One of our users was very surprised to find that his rasterization time doubled when rotating his data by 90 degrees. He assumed that the routine used to rotate the data was very inefficient. However upon further examination this proved not to be the case. The code that rotates the data (in the vector space) is very fast.

So what is the reason?

It turns out that the amount of "computational" work in rasterizing a polygon depends on how many times a horizontal scan line must be computed and the results placed in memory.

Each time the scan line crosses two polygon edges a computation is performed.

scan line across polygon 'E'

To rasterize the polygon in the illustration above, a scan line runs horziontally on each pixel row. If nothing is encountered (rows 1, 2 and 15) then no pixels need be computed or placed into memory.

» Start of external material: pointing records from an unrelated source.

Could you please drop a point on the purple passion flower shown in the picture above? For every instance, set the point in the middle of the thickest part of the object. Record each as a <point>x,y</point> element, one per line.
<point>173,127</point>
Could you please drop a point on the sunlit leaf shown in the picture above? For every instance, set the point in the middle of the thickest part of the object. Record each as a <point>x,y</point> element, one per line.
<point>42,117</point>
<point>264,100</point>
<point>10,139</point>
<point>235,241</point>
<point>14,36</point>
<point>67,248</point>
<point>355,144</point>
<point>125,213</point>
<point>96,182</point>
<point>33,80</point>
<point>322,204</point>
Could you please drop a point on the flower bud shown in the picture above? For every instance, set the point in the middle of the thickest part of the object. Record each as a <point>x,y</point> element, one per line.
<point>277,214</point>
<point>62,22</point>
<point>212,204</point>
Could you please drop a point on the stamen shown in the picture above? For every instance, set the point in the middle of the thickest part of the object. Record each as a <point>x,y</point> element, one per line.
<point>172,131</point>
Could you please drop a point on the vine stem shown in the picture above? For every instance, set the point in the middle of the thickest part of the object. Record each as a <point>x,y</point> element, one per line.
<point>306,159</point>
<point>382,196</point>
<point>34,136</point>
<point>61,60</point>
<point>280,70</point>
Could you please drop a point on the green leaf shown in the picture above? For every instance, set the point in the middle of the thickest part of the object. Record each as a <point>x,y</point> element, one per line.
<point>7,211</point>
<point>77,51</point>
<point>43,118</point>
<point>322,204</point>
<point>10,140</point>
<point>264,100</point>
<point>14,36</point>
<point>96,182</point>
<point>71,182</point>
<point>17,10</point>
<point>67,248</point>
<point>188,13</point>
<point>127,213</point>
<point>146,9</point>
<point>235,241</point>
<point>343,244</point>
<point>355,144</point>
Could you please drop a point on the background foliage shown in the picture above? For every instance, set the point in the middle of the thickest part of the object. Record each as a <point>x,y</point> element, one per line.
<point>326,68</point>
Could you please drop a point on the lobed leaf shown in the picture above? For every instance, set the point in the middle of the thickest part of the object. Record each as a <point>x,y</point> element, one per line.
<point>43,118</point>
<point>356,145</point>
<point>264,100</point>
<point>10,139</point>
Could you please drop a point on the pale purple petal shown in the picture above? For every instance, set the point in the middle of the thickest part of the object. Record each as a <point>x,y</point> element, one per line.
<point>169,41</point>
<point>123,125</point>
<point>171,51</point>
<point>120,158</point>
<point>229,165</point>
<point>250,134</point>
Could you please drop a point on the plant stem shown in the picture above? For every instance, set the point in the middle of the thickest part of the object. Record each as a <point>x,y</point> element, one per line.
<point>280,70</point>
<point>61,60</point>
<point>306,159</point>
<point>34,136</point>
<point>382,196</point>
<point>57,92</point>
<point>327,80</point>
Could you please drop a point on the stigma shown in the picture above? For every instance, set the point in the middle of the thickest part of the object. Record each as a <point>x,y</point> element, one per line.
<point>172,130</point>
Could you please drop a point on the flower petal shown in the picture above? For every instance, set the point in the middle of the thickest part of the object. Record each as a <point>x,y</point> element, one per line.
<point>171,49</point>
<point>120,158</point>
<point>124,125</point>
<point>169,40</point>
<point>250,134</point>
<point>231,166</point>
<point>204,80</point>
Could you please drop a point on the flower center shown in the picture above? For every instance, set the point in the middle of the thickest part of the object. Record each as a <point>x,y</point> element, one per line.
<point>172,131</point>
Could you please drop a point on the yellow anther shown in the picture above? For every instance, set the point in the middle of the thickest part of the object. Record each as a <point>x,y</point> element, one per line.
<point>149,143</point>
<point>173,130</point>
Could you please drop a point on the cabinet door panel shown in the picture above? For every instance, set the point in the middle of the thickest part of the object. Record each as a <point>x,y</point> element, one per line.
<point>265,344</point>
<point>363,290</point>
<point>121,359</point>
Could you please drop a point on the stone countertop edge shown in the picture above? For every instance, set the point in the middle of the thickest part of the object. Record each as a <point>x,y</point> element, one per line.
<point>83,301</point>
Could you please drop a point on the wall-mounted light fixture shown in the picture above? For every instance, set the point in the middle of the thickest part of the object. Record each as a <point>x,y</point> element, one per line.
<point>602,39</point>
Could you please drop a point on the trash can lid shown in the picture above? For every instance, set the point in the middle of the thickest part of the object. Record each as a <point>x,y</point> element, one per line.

Scan line 3 does encounter two edges and therefore the pixels between the two edges are computed and placed into the raster buffer. It does not matter much how "long" the run of pixels is -- about the same computational work is needed whether you are dealing with 10 pixels or 100.

So in the above illustration there are 12 scan lines where computation and memory addressing is performed.

scan line across polygon 'E' rotated 90 degrees

Now examine the illustration when the E shaped polygon is rotated 90 degrees.

Scan lines 3-8 each require three separate computations as they hit 3 pairs of edges. Scan lines 9 and 10 require 1 computation. The total number of raster computations is 20.

When the polygon is rotated 90 degrees there are 20 computations compared to 12 when not rotated.


Because the number of raster computations are dependent on how many polygon edges are encountered during the horizontal "scan", a particular data file's rasterization time can very greatly depending on orientation.

Note: In the interests of clarity we have made a simplification. A polygon such as the rotated E is not convex in X and would be broken down into multiple polygons that were convex in X prior to running the scan lines. However the point of additional raster computations remains true.